As you age, your risk for certain health issues changes. We talked with Karl Clebak, MD, for his advice on things to keep an eye on during your 30s and tips to stay healthy throughout the coming years. Clebak is a primary care doctor who works at the UVA Lake Monticello and Zion Crossroads Primary Care clinics.
Keep It Up
Healthy habits and life choices in your 20s and 30s “will lay the foundations for health that carry over for the rest of your life,” says Clebak.
Losing or Maintaining a Healthy Weight
Keep up the exercise, healthy diet, regular doctor visits and vaccinations. As you enter your 30s metabolism starts to slow down, so without regular exercise and a healthy diet, maintaining a healthy weight can be a challenge. It is recommended that you try to exercise at least 30 minutes a day, five days a week.
“The most successful diets tend to have diet logs incorporated. The logging of your diet holds you more accountable,” Clebak says. The most important thing is to not give up, make progress each week and stick with it.
Continue with your regular screenings for:
- High blood pressure
- Weight and BMI
- Cholesterol every 5 years, unless there is an increased risk of heart disease
- STDs – gonorrhea and chlamydia
- Cervical cancer — get a pap smear and HPV test every 5 years (women)

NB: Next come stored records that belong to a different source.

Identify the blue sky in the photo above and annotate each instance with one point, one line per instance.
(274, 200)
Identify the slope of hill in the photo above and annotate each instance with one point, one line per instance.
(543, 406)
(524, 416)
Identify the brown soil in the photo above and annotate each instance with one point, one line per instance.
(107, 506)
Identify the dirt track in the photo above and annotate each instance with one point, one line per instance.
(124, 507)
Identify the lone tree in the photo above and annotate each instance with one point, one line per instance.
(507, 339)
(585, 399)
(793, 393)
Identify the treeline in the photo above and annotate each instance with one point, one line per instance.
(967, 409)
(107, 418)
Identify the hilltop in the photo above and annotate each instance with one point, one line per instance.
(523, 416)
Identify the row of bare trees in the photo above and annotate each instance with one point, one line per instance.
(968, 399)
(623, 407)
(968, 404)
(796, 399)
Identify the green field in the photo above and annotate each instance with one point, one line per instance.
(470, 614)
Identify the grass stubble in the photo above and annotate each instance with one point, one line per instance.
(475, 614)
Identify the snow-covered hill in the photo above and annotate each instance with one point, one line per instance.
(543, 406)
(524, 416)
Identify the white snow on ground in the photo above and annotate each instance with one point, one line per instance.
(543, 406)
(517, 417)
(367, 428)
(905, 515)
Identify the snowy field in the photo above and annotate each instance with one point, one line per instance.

“People will often not realize they have high blood pressure, high cholesterol or diabetes until something catastrophic happens such as a major health event,” warns Clebak.
Women: New to Think About
Having a Baby
If you’re thinking about having a baby, it’s important to discuss the plans with your doctor. A regular multivitamin with a folic acid supplement is recommended if you’re pregnant or planning to become pregnant. Learn more about the pregnancy & birth services at UVA.
Women: What to Watch For
If at least one of your family members has had breast, ovarian or other BRCA related cancers you are at a higher risk. Discuss a referral with your doctor to one of our cancer clinics where they can do a screening or genetic test.
Health Hacks By Age
Men: New to Think About
Depression can affect men just as much as women. Health, career struggles, alcohol abuse or finances are just some of the stressors that can lead to depression. We screen for depression and alcohol misuse.
If you’re feeling down without an obvious cause, you should seek help from an expert.
Make an appointment at one of our psychiatry locations.
Men: What to Watch For
Testicular cancer is the leading form of cancer in males between ages 15 and 35.
Regular screenings are not currently recommended; however, seek medical attention if you are experiencing any of the symptoms.
Lay the Foundations for a Healthy You
By establishing healthy practices now and working with your doctor on routine screenings you can make changes that could prevent health problems down the road. Clebak says, “Stick with it, don’t be overwhelmed, talk with your health care professional about laying the roadwork for a healthy you.”